One question you might be asking is how come a woman’s identity becomes inextricably linked with motherhood when she gives birth, but fathers are still just men?
It’s because our culture wants to make sure that women are dragging their Kitchen Aid into their cubes.
Now, on to poetry. Ron Silliman’s post the other day about his twins really surprised me. I don’t recall reading a poem by a man about his kids–at least, not kids that were still living–so, to hear Ron frankly discuss not only raising children but also how parenthood was impacting his poetry was a real jolt.
It shouldn’t have been. We should hear these things all the time, but we don’t. Why isn’t Ron writing more about this in his blog? A variety of reasons, perhaps, but among them perhaps is that he doesn’t feel pressured or encouraged to do so.
Right now I’m reading Bernadette Meyer’s Midwinter’s Day, which contains a long sequence of prose paragraphs that describe the dailyness of motherhood and daughterhood–the constant surprises a child’s imagination offers about clocks, breakfast, coloring walls in crayon, etc.

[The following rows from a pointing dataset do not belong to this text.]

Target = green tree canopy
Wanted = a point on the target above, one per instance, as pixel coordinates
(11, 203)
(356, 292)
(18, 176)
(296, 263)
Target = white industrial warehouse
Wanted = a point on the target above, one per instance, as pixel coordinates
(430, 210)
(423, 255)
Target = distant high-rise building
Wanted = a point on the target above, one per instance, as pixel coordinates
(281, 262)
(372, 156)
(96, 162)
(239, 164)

I’ve read several essay by women wherein they discuss how having children imposes upon them a restriction in writing poetry, so many poet-mothers begin writing shorter pieces, “when they find snippets of time to write.” I see no evidence of this in Meyer’s work, which was purportedly written over the course of a single day.

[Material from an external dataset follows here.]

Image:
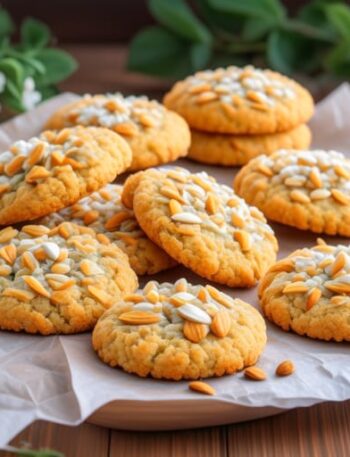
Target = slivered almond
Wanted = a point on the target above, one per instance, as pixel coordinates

What interests me about Meyer’s work is how closely connected her narrator is to the dailyness of parenting. The list in her poem is very exhaustive. It occurs to me that the parent poetry I’ve read by men is more concerned with moments, not routine. Men (grossly generalizing here) seem more interested in monuments, benchmarks, and events as opposed to process.
In any case, it’s unfortunate to me that there is such a broad split between men and women who write poetry and raise children together. It seems like American poetry is missing out on some important male perspectives and ghettoizing women into specific categories.
Thoughts? Responses? Reading suggestions?